- Nationality: Russian
- Born: 22 September 2003 (age 23) Moscow, Russia
- Categorisation: FIA Silver

Championship titles
- 2024: SMP GT4 Russia

= Alexey Nesov =

Russian racing driver (born 2003)

Alexey Nesov (Алексей Несов; born 22 September 2003) is a Russian racing driver set to compete in GT World Challenge Europe for Pure Rxcing.

==Career==
Nesov began racing single-seaters in 2019, competing in the SMP Racing centrally-run SMP F4 Championship, taking a lone win at NRING and eight other podiums to finish third in points. Switching to sportscars for the following year, Nesov joined Mercedes-fielding AKM Motorsport to compete in the Am class of International GT Open. Competing in the first four rounds of the season, he took class wins at the Red Bull Ring and Monza, as well as five other podiums to end the year runner-up in the standings.

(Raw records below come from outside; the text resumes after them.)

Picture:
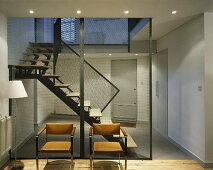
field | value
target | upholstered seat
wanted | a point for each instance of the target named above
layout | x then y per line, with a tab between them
107	147
65	129
107	130
56	147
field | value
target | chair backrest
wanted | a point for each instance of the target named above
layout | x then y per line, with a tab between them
59	128
106	129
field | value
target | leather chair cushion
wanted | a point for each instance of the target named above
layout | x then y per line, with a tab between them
59	128
56	147
106	129
107	147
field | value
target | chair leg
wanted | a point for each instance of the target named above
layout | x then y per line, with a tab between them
125	162
91	162
47	157
37	166
71	159
119	156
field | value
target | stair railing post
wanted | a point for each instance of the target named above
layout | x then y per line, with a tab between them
57	43
82	88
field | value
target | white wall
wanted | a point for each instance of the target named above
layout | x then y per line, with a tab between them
103	65
208	34
45	102
20	33
4	105
186	119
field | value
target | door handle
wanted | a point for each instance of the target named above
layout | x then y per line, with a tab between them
157	88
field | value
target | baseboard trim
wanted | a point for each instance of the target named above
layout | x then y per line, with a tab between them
4	160
196	158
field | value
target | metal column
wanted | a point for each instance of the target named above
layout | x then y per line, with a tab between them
82	152
150	84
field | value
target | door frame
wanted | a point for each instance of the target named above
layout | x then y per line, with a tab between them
135	81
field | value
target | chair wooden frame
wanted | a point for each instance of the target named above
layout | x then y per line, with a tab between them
91	142
55	131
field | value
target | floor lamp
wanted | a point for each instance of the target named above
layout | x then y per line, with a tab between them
16	90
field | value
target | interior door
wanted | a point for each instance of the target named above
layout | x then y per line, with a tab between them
124	76
160	92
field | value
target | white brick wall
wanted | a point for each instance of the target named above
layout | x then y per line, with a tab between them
20	32
45	102
103	65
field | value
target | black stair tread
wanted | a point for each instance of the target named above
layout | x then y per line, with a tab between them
36	53
40	48
87	103
62	85
31	66
73	94
36	60
95	112
51	76
40	44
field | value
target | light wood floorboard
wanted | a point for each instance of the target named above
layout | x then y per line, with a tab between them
112	165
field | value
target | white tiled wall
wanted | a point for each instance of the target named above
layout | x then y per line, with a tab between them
45	102
20	33
103	65
3	66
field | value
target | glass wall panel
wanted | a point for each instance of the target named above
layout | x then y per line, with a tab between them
116	79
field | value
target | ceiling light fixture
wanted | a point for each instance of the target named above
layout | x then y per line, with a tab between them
78	11
174	12
126	12
31	11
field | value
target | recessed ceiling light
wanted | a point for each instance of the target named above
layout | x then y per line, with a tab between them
174	12
78	11
126	12
31	11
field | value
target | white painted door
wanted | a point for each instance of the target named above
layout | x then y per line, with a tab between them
124	76
160	92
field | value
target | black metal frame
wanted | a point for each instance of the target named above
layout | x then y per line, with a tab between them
71	103
150	84
118	90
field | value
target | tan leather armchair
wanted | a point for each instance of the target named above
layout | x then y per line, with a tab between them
56	146
105	146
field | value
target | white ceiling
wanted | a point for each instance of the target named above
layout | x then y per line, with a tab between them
159	10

After not racing for the following two seasons, Nesov joined Madpanda Motorsport to race in the GT World Challenge Europe Endurance Cup. Sharing a Mercedes-AMG GT3 Evo with Magnus Gustavsen and team owner Ezequiel Pérez Companc in the Silver Cup, Nesov scored a lone class podium at Monza, which helped him end the year fifth in points. At the end of the year, Nesov raced in the 2023–24 Asian Le Mans Series for Audi-affiliated Attempto Racing in the GT class, scoring a best result of 14th in race one at Sepang. Later in 2024, Nesov returned to the team to race in the 24 Hours of Spa, which he won in Bronze Cup alongside Max Hofer, Dylan Pereira and Andrey Mukovoz. However, Nesov's main campaign for 2024 was in SMP GT4 Russia, in which he raced for SMP Racing Motor Sharks, winning all but two of the 15 races he contested en route to the title with a race to spare.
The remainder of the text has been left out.